Ironically, history had repeated itself. One more time, a natural disaster had come across Carignan’s destiny like back in 1939, when the Ministry of Agriculture decided to import stocks of this variety to boost the wine industry after the devastating Chillán earthquake. After the February 27 earthquake, from which the South of Chile is yet to recover, the establishment and implementation of the Carignan Club was more urgent than ever and thus grew into a more consolidated project that blended into the pride and determination of the inhabitants of the rainfed areas.

CARIGNAN TAKES OVER LONDON

In May 2010 I received an invitation from the Circle of Wine Writers to lead a master class on Carignan during the London Wine Fair. The proceeds from the class, although modest despite the strength of the British pound, went to aid the earthquake victims. Little by little, Carignan and the character of the Maulean dry-farmed wines awakened the interest of critics who were used to commercial wines and blockbuster bottlings from more sumptuous valleys, like Maipo or Colchagua.

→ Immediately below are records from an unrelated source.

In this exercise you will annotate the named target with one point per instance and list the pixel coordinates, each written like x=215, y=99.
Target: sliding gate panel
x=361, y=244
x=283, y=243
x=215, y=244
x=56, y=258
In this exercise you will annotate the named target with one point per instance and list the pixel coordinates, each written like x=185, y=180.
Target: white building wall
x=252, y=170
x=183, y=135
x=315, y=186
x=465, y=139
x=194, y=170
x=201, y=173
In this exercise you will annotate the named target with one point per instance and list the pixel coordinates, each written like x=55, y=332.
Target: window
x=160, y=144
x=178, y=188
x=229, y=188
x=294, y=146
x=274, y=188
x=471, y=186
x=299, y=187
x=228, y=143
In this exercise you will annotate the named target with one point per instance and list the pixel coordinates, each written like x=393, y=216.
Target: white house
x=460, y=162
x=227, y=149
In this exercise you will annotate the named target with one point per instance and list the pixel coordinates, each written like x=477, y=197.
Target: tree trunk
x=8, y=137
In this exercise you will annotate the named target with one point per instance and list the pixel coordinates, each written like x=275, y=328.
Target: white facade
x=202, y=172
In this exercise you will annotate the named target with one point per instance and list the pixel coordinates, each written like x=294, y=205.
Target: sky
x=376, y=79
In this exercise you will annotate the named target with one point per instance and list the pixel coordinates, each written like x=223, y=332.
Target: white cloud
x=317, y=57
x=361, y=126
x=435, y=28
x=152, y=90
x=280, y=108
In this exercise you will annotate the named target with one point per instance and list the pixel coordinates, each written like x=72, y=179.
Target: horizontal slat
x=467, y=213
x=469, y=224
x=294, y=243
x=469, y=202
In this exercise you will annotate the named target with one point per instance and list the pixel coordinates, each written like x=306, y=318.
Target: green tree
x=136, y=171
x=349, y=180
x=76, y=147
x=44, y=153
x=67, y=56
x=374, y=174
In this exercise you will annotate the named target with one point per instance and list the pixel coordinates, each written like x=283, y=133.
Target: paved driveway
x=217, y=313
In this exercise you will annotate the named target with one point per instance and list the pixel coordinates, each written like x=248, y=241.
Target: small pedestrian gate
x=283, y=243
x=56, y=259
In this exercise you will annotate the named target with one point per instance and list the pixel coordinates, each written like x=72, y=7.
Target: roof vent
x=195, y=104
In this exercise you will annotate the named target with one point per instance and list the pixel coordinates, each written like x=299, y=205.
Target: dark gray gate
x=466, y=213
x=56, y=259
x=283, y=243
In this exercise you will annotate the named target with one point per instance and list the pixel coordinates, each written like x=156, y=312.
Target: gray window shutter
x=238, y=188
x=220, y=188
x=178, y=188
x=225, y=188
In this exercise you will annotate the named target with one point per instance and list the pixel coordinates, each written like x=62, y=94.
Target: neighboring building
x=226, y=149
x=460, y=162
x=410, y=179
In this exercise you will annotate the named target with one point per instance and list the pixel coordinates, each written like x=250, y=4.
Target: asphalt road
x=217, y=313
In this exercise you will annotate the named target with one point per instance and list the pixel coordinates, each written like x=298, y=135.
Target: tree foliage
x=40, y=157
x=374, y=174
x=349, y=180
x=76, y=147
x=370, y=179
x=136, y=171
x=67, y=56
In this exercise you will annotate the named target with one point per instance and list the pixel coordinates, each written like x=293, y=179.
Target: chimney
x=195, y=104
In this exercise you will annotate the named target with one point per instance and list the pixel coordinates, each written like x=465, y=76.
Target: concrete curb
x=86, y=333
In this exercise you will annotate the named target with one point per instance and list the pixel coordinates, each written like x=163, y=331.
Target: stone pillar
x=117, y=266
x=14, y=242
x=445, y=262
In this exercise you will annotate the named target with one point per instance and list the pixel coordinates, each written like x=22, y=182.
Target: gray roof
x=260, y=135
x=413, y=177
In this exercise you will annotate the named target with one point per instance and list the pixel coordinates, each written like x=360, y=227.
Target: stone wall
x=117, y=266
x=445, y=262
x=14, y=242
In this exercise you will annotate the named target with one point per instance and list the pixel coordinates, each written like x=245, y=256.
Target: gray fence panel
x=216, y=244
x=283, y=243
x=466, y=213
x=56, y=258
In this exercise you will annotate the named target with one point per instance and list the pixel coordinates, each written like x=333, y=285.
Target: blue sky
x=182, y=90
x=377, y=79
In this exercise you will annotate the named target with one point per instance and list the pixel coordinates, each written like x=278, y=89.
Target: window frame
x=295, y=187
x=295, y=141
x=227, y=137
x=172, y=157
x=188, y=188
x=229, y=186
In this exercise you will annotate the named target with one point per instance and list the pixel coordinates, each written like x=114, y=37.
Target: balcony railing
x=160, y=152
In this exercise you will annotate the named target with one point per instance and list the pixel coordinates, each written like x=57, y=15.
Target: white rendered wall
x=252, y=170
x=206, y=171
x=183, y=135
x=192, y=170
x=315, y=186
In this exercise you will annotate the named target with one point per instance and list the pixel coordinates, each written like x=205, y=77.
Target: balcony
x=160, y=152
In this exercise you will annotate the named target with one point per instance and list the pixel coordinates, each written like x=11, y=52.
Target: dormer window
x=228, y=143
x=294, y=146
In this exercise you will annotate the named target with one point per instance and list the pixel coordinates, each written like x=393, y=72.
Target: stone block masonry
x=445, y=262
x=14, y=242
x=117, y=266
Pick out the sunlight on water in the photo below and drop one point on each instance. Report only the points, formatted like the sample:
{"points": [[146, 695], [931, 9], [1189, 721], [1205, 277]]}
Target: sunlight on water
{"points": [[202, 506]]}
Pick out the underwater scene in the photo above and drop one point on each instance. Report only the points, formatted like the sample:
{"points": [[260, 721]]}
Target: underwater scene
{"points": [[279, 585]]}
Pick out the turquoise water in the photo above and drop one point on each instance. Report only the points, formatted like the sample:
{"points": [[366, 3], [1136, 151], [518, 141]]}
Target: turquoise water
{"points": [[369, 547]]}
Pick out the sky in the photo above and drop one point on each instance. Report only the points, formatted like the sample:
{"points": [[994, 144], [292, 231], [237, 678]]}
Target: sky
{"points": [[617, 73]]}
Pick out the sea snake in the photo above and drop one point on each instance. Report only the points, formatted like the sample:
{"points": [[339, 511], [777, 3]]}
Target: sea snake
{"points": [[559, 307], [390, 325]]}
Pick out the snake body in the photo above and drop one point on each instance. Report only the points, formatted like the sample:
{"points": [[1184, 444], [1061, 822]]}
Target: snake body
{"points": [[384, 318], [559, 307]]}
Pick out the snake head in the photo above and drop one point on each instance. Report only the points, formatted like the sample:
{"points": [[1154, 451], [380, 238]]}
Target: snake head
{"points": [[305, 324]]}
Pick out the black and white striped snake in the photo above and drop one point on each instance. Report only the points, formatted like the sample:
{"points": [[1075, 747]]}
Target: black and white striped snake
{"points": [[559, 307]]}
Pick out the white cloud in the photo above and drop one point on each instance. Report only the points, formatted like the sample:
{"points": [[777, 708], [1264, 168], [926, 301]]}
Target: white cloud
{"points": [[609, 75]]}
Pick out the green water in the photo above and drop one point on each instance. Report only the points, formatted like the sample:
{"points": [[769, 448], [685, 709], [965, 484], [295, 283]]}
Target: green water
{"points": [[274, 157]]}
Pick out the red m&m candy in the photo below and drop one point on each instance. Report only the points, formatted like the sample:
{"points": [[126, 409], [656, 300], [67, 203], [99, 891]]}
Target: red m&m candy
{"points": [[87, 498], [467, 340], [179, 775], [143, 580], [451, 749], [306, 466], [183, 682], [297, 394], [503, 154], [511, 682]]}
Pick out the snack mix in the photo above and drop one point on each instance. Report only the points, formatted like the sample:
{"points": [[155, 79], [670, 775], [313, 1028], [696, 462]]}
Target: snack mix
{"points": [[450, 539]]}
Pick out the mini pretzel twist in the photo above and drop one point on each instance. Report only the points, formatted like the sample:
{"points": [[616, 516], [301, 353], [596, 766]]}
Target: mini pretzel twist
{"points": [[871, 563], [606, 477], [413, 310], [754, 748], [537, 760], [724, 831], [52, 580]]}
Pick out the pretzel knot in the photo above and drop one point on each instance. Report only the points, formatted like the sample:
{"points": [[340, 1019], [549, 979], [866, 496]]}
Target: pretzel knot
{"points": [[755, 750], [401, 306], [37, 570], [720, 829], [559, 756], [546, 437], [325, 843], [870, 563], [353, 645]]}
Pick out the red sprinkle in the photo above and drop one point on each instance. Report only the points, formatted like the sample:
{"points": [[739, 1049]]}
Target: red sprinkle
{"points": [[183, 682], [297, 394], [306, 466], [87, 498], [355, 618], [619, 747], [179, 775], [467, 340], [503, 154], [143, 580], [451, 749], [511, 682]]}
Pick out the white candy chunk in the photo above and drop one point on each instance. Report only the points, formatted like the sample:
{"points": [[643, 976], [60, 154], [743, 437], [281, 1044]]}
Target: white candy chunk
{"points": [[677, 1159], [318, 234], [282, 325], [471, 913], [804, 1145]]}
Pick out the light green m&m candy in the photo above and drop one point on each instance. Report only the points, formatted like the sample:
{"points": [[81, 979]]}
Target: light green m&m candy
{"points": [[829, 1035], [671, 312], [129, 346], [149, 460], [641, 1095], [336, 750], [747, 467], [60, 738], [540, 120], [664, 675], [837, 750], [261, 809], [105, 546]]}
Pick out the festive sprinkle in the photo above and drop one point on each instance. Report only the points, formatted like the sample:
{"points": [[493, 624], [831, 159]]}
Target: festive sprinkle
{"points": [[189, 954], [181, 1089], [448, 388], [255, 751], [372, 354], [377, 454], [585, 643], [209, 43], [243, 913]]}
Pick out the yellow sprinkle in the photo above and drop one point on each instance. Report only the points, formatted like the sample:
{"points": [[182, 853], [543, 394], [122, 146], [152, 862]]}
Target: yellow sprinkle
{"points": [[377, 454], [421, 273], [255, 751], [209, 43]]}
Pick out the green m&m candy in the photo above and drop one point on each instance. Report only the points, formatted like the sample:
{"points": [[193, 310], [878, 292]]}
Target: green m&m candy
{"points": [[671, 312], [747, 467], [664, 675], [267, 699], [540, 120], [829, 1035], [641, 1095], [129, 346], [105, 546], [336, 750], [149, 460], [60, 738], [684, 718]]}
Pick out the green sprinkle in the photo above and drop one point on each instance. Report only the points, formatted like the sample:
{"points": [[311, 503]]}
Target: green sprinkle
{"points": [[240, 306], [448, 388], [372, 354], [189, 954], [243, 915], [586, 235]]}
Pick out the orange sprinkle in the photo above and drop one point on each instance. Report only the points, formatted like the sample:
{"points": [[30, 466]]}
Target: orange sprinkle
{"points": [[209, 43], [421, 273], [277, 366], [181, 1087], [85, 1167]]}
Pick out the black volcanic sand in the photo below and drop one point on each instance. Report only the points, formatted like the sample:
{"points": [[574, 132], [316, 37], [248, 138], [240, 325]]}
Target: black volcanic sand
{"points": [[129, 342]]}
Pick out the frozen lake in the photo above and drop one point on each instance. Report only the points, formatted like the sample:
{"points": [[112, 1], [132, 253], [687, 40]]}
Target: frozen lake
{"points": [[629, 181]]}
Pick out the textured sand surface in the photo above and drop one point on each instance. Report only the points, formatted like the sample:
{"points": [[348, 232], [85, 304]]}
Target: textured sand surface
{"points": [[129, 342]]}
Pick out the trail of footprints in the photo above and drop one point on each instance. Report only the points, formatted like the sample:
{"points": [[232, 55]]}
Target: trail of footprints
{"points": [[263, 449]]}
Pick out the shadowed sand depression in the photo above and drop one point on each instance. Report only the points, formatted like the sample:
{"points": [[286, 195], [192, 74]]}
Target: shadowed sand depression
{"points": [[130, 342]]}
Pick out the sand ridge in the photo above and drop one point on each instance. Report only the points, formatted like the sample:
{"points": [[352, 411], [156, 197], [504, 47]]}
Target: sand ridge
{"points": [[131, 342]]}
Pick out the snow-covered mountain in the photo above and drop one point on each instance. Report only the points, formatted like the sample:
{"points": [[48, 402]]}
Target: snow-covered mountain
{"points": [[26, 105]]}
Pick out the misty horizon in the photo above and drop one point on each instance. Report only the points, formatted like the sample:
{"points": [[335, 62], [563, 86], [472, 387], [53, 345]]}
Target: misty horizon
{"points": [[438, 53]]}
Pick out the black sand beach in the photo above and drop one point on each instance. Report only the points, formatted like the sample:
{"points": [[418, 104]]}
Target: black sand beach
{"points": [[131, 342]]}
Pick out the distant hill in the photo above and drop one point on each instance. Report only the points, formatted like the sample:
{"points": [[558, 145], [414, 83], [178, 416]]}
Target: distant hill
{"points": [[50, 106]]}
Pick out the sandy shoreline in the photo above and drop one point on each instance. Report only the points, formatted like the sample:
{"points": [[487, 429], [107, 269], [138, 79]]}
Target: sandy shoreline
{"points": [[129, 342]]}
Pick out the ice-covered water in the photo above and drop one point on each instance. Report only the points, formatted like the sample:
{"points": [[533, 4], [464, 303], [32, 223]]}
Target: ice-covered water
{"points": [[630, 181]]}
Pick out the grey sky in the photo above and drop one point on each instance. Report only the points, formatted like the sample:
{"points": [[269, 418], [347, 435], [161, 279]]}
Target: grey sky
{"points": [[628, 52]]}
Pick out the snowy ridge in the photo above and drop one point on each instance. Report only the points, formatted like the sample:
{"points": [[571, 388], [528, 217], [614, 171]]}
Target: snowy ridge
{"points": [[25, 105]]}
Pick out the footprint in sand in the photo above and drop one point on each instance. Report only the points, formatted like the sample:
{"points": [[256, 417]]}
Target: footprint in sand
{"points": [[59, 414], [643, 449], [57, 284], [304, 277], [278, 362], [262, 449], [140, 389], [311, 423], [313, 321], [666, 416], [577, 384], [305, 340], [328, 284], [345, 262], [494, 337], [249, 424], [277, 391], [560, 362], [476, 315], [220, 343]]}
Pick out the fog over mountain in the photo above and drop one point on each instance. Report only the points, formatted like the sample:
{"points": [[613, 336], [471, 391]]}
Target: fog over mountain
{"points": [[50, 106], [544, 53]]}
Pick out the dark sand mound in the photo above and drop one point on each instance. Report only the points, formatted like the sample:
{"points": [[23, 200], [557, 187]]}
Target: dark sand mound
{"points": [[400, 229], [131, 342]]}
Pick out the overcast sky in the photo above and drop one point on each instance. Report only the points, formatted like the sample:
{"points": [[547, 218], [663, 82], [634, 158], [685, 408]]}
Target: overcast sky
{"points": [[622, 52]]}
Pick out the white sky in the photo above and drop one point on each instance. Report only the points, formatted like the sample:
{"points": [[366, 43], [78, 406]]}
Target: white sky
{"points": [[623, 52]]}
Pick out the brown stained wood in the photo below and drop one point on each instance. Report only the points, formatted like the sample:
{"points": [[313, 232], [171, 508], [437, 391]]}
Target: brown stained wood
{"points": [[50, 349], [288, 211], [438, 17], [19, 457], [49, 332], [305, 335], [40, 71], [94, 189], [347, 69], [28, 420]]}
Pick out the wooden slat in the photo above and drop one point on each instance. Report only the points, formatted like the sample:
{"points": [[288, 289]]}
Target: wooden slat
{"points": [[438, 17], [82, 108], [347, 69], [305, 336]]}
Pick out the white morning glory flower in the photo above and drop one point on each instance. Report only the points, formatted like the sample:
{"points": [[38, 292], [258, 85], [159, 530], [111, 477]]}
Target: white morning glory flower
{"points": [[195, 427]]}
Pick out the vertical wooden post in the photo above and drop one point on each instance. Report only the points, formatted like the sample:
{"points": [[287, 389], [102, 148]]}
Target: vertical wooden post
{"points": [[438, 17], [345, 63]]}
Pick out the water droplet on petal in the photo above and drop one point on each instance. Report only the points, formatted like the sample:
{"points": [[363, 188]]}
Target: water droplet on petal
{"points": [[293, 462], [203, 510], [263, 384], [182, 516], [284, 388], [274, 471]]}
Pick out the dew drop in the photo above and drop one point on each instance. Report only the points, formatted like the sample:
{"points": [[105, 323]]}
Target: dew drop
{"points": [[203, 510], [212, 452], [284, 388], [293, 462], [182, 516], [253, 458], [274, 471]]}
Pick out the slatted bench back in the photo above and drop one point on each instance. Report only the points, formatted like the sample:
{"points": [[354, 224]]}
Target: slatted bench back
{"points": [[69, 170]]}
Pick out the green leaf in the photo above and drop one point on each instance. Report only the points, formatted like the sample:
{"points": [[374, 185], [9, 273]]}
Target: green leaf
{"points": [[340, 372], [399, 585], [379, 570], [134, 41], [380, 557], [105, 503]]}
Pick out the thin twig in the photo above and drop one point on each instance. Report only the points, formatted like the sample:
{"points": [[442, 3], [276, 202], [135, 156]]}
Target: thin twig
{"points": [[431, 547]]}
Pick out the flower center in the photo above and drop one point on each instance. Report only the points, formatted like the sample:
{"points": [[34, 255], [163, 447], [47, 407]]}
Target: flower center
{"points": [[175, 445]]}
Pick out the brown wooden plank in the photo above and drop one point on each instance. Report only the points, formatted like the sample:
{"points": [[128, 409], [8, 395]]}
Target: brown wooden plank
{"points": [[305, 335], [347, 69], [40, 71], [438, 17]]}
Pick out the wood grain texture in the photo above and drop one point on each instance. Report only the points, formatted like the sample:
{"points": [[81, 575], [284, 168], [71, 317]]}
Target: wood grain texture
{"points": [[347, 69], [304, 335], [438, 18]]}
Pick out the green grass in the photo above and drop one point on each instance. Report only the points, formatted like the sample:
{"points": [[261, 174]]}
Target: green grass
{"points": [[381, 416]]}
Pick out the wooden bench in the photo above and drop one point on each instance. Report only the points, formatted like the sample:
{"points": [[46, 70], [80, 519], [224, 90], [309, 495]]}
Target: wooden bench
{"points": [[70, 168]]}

Not only Carignan, but also País started to draw the attention of wine critics like Tim Atkin, Jancis Robinson, Jim Budd, Charles Metcalfe, and other British wine writers. Michael Cox, director of Wines of Chile UK, took the project as his own and raised it as a differentiating flag. Soon after wine writers started to blog about this new Chilean finding. “I’ve spent almost my entire life belittling Carignan –the workhorse of Languedoc grapes– and now, here I am, delighted under the spell of this Chilean reincarnation,” Fiona Beckett wrote after the London tasting.

Thanks to the valuable coordination work of the Vinos de Chile 2020 cluster team, the joint efforts and the drive of its marketing committee –Pablo Morandé, Andrés Sánchez, Derek Mossman, Dean Hrabar, and myself– this Maulean workhorse entered the final stretch. Yet, something critical was missing. We didn’t even have a name! We lacked a common image to identify with and grow renowned around the world.

Collective work sessions, led by the advertising agency Estímulo Creativo, were conducted one after the other. Perhaps the most emblematic of those meetings took place at Odfjell. All the members met there and started working on names and logos, just as school kids, in groups, with crayolas, construction paper and no shame. Like it always happens in Chile, Mapuche names and some icons of the Maulean folklore were very popular. One of the most interesting proposals that inspired the name we finally chose was “Carigno,” a play on the words Carignan and Cariño (Affection in Spanish).

But, it was finally in one of those meetings of the marketing committee that used to start at the agency and finished at the Galindo restaurant, when Pablo Morandé came up with the magic word: “viñadores”, an ancient term to designate a winegrower, which we all thought as musical and even poetic. We immediately thought of replacing the letter “ñ” by the latin root “gn” in Carignan and thus ‘vino’ (wine) became in a symbol and a brand: Vigno, Vignadores de Carignan.

“This association may well grow into a signature initiative to show some of the winemaking wealth of this winegrowing melting pot called Maule. By rescuing ancient vineyards, advancing a sustainable management philosophy and high quality standards, but most of all by committing to a generous collaborative work, we are paving one of the roads Chile must walk to attain the differentiation and value our wine products deserve,” said Yerko Moreno, director of Universidad de Talca’s Technology Center for Vine and Wine.

Vignadores de Carignan labels were launched on Tuesday, October 18, 2011 at noon. The association consisting of Bravado Wines, De Martino, Garage Wine Co, Gillmore, Lomas de Cauquenes, Meli, Miguel Torres, Morandé, Odfjell, Undurraga, Valdivieso and Viña Roja met again to make their alliance official and to present its wines. The right venue could not be other than Gillmore Estate, located at the epicenter of this history of earthquakes and ancient vineyards grown by proud and industrious winegrowers who year after year face nature and markets’ whims to harvest a dream.